NVIDIA TensorRT is a high-performance deep learning inference library for production environments. Power efficiency and speed of response are two key metrics for deployed deep learning applications, because they directly affect the user experience and the cost of the service provided. Tensor RT automatically optimizes trained neural networks for run-time performance, delivering up to 16x higher energy efficiency (performance per watt) on a Tesla P100 GPU compared to common CPU-only deep learning inference systems (see Figure 1).
A new NVIDIA Parallel Forall blog post shows how you can use Tensor RT to get the best efficiency and performance out of your trained deep neural network on a GPU-based deployment platform.

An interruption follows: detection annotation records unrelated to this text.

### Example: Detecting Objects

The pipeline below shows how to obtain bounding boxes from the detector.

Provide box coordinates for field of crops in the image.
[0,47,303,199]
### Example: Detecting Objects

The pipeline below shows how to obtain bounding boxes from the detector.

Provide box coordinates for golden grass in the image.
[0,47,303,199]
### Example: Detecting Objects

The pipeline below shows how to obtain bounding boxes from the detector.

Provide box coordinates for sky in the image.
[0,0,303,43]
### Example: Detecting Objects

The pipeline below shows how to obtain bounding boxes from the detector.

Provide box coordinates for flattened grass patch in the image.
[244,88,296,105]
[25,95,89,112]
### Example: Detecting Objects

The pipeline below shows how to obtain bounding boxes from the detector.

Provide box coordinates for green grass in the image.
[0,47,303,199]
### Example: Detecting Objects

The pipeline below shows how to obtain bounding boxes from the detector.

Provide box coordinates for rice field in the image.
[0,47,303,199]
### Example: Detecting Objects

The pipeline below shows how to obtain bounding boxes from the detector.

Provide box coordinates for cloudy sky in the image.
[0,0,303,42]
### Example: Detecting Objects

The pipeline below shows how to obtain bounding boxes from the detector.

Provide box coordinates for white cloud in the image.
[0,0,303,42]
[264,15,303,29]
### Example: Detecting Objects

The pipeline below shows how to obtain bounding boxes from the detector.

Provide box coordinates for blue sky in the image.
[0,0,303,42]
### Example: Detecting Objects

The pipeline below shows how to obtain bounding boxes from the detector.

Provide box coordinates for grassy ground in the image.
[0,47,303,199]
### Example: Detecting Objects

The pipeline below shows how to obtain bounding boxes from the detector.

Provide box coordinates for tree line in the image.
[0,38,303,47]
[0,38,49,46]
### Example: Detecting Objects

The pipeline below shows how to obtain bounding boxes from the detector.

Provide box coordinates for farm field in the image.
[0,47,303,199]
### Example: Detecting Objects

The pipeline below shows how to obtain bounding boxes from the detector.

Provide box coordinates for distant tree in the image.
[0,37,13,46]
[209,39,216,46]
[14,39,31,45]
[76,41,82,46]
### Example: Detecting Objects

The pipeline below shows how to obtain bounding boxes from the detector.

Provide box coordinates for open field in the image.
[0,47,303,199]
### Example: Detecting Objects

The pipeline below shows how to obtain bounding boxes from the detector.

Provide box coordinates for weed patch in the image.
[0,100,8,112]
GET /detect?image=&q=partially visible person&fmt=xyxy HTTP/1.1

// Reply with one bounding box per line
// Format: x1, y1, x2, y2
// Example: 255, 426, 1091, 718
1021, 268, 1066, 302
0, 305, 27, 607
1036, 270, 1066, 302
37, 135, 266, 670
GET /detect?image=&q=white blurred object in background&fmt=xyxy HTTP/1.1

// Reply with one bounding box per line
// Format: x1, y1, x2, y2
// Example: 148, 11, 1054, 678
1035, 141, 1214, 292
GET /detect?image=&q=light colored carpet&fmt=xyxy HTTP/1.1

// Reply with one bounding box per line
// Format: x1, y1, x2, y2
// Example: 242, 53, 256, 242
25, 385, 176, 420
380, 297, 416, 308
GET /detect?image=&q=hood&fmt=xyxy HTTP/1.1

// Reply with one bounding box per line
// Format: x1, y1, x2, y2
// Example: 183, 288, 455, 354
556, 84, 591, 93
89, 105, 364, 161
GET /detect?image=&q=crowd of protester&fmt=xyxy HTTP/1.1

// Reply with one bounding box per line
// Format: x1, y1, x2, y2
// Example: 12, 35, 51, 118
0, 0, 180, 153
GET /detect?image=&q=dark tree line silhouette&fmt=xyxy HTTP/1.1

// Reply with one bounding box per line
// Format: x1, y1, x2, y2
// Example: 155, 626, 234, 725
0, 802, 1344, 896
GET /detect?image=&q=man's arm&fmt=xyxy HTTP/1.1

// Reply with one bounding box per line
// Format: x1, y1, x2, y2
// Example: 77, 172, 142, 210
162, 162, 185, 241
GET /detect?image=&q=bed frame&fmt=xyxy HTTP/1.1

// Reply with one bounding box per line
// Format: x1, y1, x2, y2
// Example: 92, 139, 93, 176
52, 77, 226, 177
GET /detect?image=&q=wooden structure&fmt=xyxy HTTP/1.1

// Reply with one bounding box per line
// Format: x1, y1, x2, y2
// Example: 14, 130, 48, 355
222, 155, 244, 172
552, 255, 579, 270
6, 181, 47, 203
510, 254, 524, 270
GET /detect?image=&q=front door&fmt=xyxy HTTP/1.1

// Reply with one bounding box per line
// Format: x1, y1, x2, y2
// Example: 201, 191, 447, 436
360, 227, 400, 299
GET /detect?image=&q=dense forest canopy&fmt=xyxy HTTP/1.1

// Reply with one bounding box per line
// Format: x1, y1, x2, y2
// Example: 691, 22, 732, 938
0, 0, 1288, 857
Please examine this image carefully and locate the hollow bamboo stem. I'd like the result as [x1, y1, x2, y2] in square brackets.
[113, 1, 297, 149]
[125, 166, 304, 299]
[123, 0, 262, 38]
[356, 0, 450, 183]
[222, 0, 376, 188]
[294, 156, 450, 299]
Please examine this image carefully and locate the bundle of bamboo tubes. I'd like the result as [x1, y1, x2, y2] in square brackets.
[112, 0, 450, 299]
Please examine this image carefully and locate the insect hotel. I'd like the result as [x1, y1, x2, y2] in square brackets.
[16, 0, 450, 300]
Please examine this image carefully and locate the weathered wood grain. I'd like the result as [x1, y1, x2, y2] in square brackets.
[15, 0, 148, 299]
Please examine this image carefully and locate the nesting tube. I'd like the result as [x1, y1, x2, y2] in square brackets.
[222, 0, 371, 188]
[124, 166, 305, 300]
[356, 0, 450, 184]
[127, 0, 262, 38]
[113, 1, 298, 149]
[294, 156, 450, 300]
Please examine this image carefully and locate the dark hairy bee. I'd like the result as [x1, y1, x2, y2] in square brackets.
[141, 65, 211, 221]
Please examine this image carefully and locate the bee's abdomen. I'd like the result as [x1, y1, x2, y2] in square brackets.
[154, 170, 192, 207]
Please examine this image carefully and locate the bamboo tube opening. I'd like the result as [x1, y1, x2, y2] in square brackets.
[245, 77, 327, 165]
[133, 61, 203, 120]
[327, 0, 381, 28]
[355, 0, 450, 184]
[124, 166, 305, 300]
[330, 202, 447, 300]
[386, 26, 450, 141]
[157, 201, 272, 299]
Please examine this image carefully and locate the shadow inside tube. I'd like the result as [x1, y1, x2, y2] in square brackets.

Solving a supervised machine learning problem with deep neural networks involves a two-step process. The first step is to train a deep neural network on massive amounts of labeled data using GPUs. The next step–inference–uses the trained model to make predictions from new data. Tensor RT is a high-performance inference engine designed to deliver maximum inference throughput and efficiency for common deep learning applications such as image classification, segmentation, and object detection. Tensor RT optimizes your trained neural networks for run-time performance and delivers GPU-accelerated inference for web/mobile, embedded and automotive applications. NVIDIA TensorRT enables you to easily deploy neural networks to add deep learning capabilities to your products with the highest performance and efficiency. Moreover, TensorRT enables you to leverage the power of GPUs to perform neural network inference using mixed-precision FP16 data. Performing neural network inference using FP16 can reduce memory usage by half and provide higher performance on Tesla P100 and Jetson TX2 GPUs.